To make this even more complicated, Visual Studio 2017 had regressions in its C++11 support. So all versions of Visual Studio 2017 prior to December 2017 would just hang if you tried to compile the DNN examples. Happily, the newest versions of Visual Studio 2017 appear to have good C++11 support and will compile the DNN codes without any issue. So make sure your Visual Studio is fully updated.

Finally, it should be noted that you should give the -T host=x64 cmake option when generating a Visual Studio project. If you don't do this then you will get the default Visual Studio toolchain, which runs the compiler in 32bit mode, restricting it to 2GB of RAM, leading to compiler crashes due to it running out of RAM in some cases.
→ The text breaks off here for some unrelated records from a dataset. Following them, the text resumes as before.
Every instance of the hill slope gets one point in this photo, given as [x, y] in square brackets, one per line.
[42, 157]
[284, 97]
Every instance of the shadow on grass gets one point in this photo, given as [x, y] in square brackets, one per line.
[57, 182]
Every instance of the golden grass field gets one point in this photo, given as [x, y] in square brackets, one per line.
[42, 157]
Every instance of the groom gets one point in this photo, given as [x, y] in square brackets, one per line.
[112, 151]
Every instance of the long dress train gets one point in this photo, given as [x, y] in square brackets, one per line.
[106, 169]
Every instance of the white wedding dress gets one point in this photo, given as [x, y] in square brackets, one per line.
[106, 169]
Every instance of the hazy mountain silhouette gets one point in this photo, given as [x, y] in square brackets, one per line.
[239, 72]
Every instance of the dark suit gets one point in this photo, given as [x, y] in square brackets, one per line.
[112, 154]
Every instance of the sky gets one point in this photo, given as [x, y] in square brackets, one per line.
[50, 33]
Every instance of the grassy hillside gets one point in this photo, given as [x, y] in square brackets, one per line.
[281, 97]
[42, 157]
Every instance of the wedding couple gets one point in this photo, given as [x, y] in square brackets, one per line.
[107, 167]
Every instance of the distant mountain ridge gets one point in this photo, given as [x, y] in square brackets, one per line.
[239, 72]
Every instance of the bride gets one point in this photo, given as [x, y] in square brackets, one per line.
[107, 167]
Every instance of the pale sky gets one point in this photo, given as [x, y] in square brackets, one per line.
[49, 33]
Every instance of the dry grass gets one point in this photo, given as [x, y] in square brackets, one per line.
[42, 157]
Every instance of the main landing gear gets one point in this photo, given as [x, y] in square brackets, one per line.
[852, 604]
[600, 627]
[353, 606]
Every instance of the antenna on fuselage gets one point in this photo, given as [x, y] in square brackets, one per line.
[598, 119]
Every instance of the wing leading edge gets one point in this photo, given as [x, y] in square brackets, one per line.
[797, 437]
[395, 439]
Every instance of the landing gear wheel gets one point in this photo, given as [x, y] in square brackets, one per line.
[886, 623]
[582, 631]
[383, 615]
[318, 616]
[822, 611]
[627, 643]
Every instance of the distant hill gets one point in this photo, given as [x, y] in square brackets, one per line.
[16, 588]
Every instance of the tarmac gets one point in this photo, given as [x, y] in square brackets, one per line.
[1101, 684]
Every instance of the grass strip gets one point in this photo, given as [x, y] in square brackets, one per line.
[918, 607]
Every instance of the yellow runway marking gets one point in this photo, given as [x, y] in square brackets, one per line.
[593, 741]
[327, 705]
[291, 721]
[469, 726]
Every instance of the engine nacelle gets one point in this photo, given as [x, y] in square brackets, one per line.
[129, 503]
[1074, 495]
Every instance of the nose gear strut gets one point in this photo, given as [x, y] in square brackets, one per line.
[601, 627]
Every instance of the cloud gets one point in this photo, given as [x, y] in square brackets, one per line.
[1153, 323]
This isn't the 1990s anymore, so you should probably run your compiler in 64bit mode so it can use your computer's RAM. Giving -T host=x64 will let Visual Studio use as much RAM as it needs.

A major design goal of this API is to let users create new loss layers, computational layers, and solvers without needing to understand or even look at the dlib internals. A lot of the API decisions are based on what makes the interface a user needs to implement to create new layers as simple as possible. In particular, designing the API in this compile-time static way makes it simple for these use cases.

Here is an example of one problem it addresses. Since dlib exposes the entire network architecture to the C++ type system we can get automatic serialization of networks. Without this, we would have to resort to the kind of hacky global layer registry used in other tools that compose networks entirely at runtime.

Another nice feature is that we get to use C++11 alias template statements to create network sub-blocks, which we can then use to easily define very large networks. There are examples of this in this example program. It should also be pointed out that it takes days or even weeks to train one network. So it isn't as if you will be writing a program that loops over large numbers of networks and trains them all. This makes the time needed to recompile a program to change the network irrelevant compared to the entire training time. Moreover, there are plenty of compile time constructs in C++ you can use to enumerate network architectures (e.g. loop over filter widths) if you really wanted to do so.

All that said, if you think you found a compelling use case that isn't supported by the current API feel free to post a github issue.